Tatsächlich erlebe ich die Qualität der bewussten Integration von Mut und Gnade in jeder Begegnung. Auch ausserhalb von Liebesbeziehungen kann ich Menschen mit Mut begegnen:
- wo ich aufrichtig zu meiner Wahrheit stehe, ohne sie zur Wahrheit anderer machen zu müssen
- wo ich mich zumute, auch unangenehme Wahrnehmungen auszusprechen
- wo ich meine Angst und meine Verletzlichkeit zeige, ohne mich dafür zu schämen.
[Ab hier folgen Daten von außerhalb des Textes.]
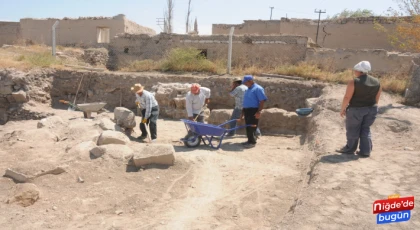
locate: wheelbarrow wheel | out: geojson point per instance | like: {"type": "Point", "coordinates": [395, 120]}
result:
{"type": "Point", "coordinates": [192, 140]}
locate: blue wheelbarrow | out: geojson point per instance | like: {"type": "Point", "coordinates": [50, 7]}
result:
{"type": "Point", "coordinates": [198, 132]}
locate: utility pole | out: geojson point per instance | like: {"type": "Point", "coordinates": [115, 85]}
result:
{"type": "Point", "coordinates": [319, 19]}
{"type": "Point", "coordinates": [271, 14]}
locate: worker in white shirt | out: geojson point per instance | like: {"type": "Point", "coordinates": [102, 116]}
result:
{"type": "Point", "coordinates": [149, 110]}
{"type": "Point", "coordinates": [196, 100]}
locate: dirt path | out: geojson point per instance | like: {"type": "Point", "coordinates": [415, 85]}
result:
{"type": "Point", "coordinates": [283, 183]}
{"type": "Point", "coordinates": [232, 187]}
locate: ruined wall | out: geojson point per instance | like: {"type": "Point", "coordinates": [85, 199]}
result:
{"type": "Point", "coordinates": [354, 33]}
{"type": "Point", "coordinates": [382, 61]}
{"type": "Point", "coordinates": [285, 94]}
{"type": "Point", "coordinates": [81, 31]}
{"type": "Point", "coordinates": [134, 28]}
{"type": "Point", "coordinates": [18, 89]}
{"type": "Point", "coordinates": [9, 32]}
{"type": "Point", "coordinates": [247, 50]}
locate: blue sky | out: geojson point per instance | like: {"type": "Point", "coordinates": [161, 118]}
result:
{"type": "Point", "coordinates": [208, 12]}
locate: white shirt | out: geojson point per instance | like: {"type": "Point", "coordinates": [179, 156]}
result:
{"type": "Point", "coordinates": [194, 103]}
{"type": "Point", "coordinates": [147, 101]}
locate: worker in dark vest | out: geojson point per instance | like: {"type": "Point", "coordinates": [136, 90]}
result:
{"type": "Point", "coordinates": [360, 106]}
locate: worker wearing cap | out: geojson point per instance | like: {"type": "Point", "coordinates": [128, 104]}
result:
{"type": "Point", "coordinates": [196, 101]}
{"type": "Point", "coordinates": [253, 104]}
{"type": "Point", "coordinates": [149, 110]}
{"type": "Point", "coordinates": [360, 106]}
{"type": "Point", "coordinates": [237, 91]}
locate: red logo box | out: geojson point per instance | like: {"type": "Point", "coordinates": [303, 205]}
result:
{"type": "Point", "coordinates": [393, 205]}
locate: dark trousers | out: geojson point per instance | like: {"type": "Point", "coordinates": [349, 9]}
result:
{"type": "Point", "coordinates": [358, 122]}
{"type": "Point", "coordinates": [250, 119]}
{"type": "Point", "coordinates": [200, 117]}
{"type": "Point", "coordinates": [151, 121]}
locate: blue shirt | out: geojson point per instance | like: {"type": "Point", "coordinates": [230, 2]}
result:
{"type": "Point", "coordinates": [253, 96]}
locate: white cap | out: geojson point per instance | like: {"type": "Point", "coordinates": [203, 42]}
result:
{"type": "Point", "coordinates": [363, 66]}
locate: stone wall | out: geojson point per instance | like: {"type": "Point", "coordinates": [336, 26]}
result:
{"type": "Point", "coordinates": [382, 61]}
{"type": "Point", "coordinates": [80, 32]}
{"type": "Point", "coordinates": [247, 50]}
{"type": "Point", "coordinates": [9, 32]}
{"type": "Point", "coordinates": [18, 93]}
{"type": "Point", "coordinates": [353, 33]}
{"type": "Point", "coordinates": [49, 86]}
{"type": "Point", "coordinates": [113, 87]}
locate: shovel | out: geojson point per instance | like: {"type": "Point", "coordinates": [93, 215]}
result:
{"type": "Point", "coordinates": [72, 107]}
{"type": "Point", "coordinates": [202, 110]}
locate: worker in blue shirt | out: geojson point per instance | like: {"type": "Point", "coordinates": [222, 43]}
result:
{"type": "Point", "coordinates": [253, 104]}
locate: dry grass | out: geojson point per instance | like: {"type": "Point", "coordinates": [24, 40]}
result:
{"type": "Point", "coordinates": [142, 66]}
{"type": "Point", "coordinates": [177, 60]}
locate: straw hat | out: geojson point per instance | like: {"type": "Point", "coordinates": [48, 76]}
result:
{"type": "Point", "coordinates": [137, 88]}
{"type": "Point", "coordinates": [237, 79]}
{"type": "Point", "coordinates": [195, 88]}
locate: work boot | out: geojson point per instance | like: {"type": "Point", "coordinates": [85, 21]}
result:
{"type": "Point", "coordinates": [142, 137]}
{"type": "Point", "coordinates": [249, 145]}
{"type": "Point", "coordinates": [344, 150]}
{"type": "Point", "coordinates": [362, 155]}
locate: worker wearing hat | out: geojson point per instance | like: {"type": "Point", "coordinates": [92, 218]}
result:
{"type": "Point", "coordinates": [237, 90]}
{"type": "Point", "coordinates": [149, 110]}
{"type": "Point", "coordinates": [360, 106]}
{"type": "Point", "coordinates": [196, 100]}
{"type": "Point", "coordinates": [253, 104]}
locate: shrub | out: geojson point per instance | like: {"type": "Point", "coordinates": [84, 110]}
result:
{"type": "Point", "coordinates": [141, 66]}
{"type": "Point", "coordinates": [187, 60]}
{"type": "Point", "coordinates": [42, 59]}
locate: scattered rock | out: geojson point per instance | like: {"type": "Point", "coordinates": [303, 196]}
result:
{"type": "Point", "coordinates": [51, 122]}
{"type": "Point", "coordinates": [112, 137]}
{"type": "Point", "coordinates": [20, 96]}
{"type": "Point", "coordinates": [24, 194]}
{"type": "Point", "coordinates": [16, 175]}
{"type": "Point", "coordinates": [161, 154]}
{"type": "Point", "coordinates": [107, 124]}
{"type": "Point", "coordinates": [26, 172]}
{"type": "Point", "coordinates": [4, 90]}
{"type": "Point", "coordinates": [81, 150]}
{"type": "Point", "coordinates": [124, 117]}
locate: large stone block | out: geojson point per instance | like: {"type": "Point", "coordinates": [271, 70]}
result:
{"type": "Point", "coordinates": [112, 137]}
{"type": "Point", "coordinates": [5, 89]}
{"type": "Point", "coordinates": [124, 117]}
{"type": "Point", "coordinates": [25, 195]}
{"type": "Point", "coordinates": [51, 122]}
{"type": "Point", "coordinates": [161, 154]}
{"type": "Point", "coordinates": [114, 151]}
{"type": "Point", "coordinates": [107, 124]}
{"type": "Point", "coordinates": [20, 96]}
Das alles braucht Mut, den ich uns allen, besonders auch vielen Führungskräften und Politikern wünsche.
Gnade bedeutet:
- nicht Recht haben zu müssen
- andere Meinungen als spannende Erweiterung zu erkennen
- nicht überall stark sein zu müssen
- Schicksale anzunehmen, als Einladung für Botschaften aus einer höheren Ebene.
Heute bin ich bereit, Menschen in meinem Umfeld «loszulassen», die mich in meinem Wesen und meinem Zumuten nicht verstehen oder akzeptieren können. Gleichzeitig lade ich Menschen mit Ecken und Kanten ein, mich herauszufordern, zu hinterfragen und aufrichtig zu spiegeln. Ich habe gelernt, dass all meine Vorstellungen, wie ich oder andere Menschen sein sollten, einfach nur Vorstellungen sind und mit der Wahrheit und mit der Sinnhaftigkeit oft wenig zu tun haben.
All diese Erfahrungen und Qualitäten haben mich weicher und durchlässiger gemacht. Ich habe viel erfahren, was ich früher von mir gewiesen habe und bin dadurch reicher geworden. Das Leben bekommt so deutlich mehr Farbe und Möglichkeiten. Darüber freue ich mich und bin dankbar.
Was sind DEINE Erfahrungen mit Mut und Gnade?